It’s undeniable that our industrialized society has released large amounts of pollutants into the world, creating a dark cloud on the horizon. Combustion, in particular, produces large amounts of aerosols, including black carbon, which has a huge impact on climate change.
While this only accounts for a few percent of aerosol particles, black carbon is very problematic. This is because black carbon in clouds can absorb heat and inhibits its ability to reflect onto surfaces such as snow. Therefore, it is important to understand how black carbon interacts with sunlight. Researchers have quantified the refractive index of black carbon to the most accurate level to influence climate models.
There are many factors driving climate change. Some are very familiar, such as carbon dioxide emissions from burning fossil fuels, sulfur dioxide from cement manufacturing, or methane emissions from livestock farming.
Soot, or black carbon, is very good at absorbing heat from sunlight and storing it, adding to atmospheric heat. Also, given that dark colors are less effective at reflecting light and heat, as black carbon covers shallower surfaces, including snow, it reduces the chances of those surfaces reflecting heat into space.
In today’s atmosphere, black carbon is estimated to make the largest contribution to global shortwave aerosol absorption. Among all greenhouse gases and aerosols in the Arctic, black carbon is estimated to be the second largest contributor to positive effective radiative forcing.

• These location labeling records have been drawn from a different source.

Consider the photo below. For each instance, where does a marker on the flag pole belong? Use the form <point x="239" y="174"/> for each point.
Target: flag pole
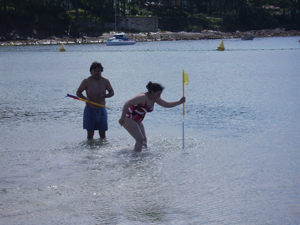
<point x="183" y="110"/>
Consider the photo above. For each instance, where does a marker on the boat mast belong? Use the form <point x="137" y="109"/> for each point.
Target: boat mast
<point x="116" y="15"/>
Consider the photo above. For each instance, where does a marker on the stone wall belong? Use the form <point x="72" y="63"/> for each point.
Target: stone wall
<point x="144" y="24"/>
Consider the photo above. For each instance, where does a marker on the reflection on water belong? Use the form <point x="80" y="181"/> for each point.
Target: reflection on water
<point x="241" y="151"/>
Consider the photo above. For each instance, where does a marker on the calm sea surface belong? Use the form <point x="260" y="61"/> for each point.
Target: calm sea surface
<point x="240" y="164"/>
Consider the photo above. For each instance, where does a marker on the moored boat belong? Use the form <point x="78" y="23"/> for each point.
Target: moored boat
<point x="119" y="39"/>
<point x="248" y="37"/>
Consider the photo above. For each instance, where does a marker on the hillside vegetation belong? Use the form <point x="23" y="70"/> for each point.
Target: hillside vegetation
<point x="44" y="18"/>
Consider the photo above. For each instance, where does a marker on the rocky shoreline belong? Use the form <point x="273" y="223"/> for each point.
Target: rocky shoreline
<point x="155" y="36"/>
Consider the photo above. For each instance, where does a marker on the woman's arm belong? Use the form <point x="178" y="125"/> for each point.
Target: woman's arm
<point x="166" y="104"/>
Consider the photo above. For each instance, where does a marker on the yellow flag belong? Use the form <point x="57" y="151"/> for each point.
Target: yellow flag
<point x="185" y="78"/>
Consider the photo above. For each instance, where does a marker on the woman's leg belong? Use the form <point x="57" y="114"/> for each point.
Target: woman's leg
<point x="135" y="131"/>
<point x="144" y="134"/>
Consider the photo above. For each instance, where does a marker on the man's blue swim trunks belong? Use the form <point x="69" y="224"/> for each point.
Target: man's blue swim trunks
<point x="95" y="119"/>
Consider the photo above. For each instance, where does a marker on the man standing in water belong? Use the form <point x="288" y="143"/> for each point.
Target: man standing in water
<point x="96" y="88"/>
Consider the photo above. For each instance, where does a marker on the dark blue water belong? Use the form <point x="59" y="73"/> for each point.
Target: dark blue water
<point x="240" y="164"/>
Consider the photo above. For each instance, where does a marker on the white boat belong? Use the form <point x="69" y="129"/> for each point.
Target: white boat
<point x="119" y="39"/>
<point x="248" y="37"/>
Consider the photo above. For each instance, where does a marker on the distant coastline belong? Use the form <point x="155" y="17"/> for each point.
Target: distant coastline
<point x="156" y="36"/>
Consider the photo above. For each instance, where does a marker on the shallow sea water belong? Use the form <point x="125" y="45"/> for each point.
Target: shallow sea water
<point x="240" y="164"/>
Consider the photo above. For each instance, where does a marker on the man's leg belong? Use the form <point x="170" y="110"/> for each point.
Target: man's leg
<point x="90" y="135"/>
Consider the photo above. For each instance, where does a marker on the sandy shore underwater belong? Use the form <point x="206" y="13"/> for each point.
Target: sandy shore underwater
<point x="157" y="36"/>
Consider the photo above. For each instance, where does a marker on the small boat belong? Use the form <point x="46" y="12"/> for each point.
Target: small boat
<point x="248" y="37"/>
<point x="119" y="39"/>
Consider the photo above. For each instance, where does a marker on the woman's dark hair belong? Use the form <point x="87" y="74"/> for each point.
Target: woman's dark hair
<point x="96" y="65"/>
<point x="154" y="87"/>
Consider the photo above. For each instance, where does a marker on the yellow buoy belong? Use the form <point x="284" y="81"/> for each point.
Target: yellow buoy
<point x="221" y="46"/>
<point x="62" y="48"/>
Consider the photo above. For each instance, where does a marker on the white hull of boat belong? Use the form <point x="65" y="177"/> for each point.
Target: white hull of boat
<point x="119" y="42"/>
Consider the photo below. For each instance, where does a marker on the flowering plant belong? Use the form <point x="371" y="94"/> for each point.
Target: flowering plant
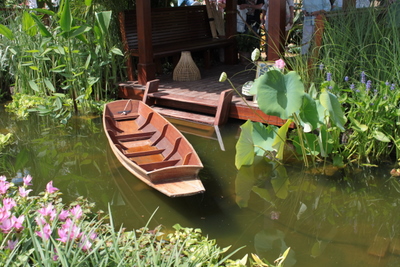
<point x="40" y="230"/>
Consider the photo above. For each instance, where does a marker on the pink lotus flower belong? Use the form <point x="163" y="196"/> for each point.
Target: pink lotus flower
<point x="63" y="215"/>
<point x="50" y="188"/>
<point x="9" y="203"/>
<point x="76" y="212"/>
<point x="63" y="234"/>
<point x="11" y="244"/>
<point x="23" y="192"/>
<point x="85" y="244"/>
<point x="280" y="64"/>
<point x="4" y="185"/>
<point x="4" y="213"/>
<point x="7" y="225"/>
<point x="27" y="180"/>
<point x="18" y="223"/>
<point x="48" y="212"/>
<point x="45" y="232"/>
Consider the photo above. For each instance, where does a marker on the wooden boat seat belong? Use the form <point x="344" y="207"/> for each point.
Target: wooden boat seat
<point x="157" y="165"/>
<point x="144" y="153"/>
<point x="134" y="137"/>
<point x="121" y="117"/>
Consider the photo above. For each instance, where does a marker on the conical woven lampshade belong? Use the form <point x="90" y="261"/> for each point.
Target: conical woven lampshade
<point x="186" y="70"/>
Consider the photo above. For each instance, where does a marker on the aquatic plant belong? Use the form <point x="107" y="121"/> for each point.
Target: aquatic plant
<point x="65" y="53"/>
<point x="316" y="116"/>
<point x="42" y="230"/>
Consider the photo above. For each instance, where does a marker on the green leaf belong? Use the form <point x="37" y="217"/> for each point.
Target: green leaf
<point x="103" y="20"/>
<point x="309" y="112"/>
<point x="330" y="102"/>
<point x="263" y="138"/>
<point x="42" y="28"/>
<point x="49" y="85"/>
<point x="280" y="139"/>
<point x="356" y="125"/>
<point x="378" y="135"/>
<point x="66" y="17"/>
<point x="6" y="32"/>
<point x="80" y="30"/>
<point x="116" y="51"/>
<point x="28" y="24"/>
<point x="245" y="146"/>
<point x="33" y="86"/>
<point x="279" y="95"/>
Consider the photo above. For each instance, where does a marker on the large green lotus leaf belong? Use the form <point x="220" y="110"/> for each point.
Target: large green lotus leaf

Newly emitted black carbon particles (e.g. from industrial exhaust) can quickly undergo internal mixing with other major aerosol constituents.
The refractive index is the ratio of the speed of light in space to the speed of light in a medium. The new optical measurements of black carbon suggest that current climate models underestimate its contribution to atmospheric warming, and the team hopes other climate researchers and policymakers will benefit from their findings.
The method developed by the team to determine the complex refractive index can be applied to materials other than carbon black. It allows optical identification of unidentified particles in the atmosphere, oceans, or ice cores, and assessment of the optical properties of powders, not just those relevant to the ongoing problem of climate change.
The results of this new research have been described in the journal Aerosol Science and Technology recently. The paper was published under the title “Constraining the complex refractive index of black carbon particles using the complex forward-scattering amplitude” which is an open-access journal.